Simplifying a bit, it's not possible and not needed.

In the simplest situation, a node has a NIC that is assigned an IP address and a netmask (i.e. subnet) and it knows of a "default gateway" that it got through DHCP.

Based on this, if it wants to send traffic to something in that same subnet, it can just throw the traffic out of that NIC and it will reach anything on that subnet.

If it wants to send traffic to any other subnet, it needs to send that traffic to the default gateway, which is on that subnet.

The default gateway will then forward (routing = forwarding) that traffic to another subnet if it has a route for it. In your typical residential situation, that will basically go to your cable or DSL ISP's router, and further on "upstream" from there.

Big networks (corporate, campus) use various gateway protocols to find out about routes that they are not directly connected to automatically, and ISPs use BGP to trade the rather large routing tables that make up the entire Internet.

The MAC is not needed for routing, just the default gateway.

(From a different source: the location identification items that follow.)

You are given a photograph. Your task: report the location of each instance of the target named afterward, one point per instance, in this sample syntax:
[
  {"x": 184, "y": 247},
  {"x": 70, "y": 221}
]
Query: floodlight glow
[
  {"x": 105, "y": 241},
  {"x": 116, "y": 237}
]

MAC addresses cannot help in routing, because there is no such thing as a "subnet" for MAC addresses. The "MAC address layer" assumes that when it sends something to another MAC, it can do that just by throwing traffic on the wire. It has no concept of "middleman." So getting the MAC address of anything off your network is not helpful insofar as getting your traffic to it. This is why the IP layer exists and not everything is MAC addresses only.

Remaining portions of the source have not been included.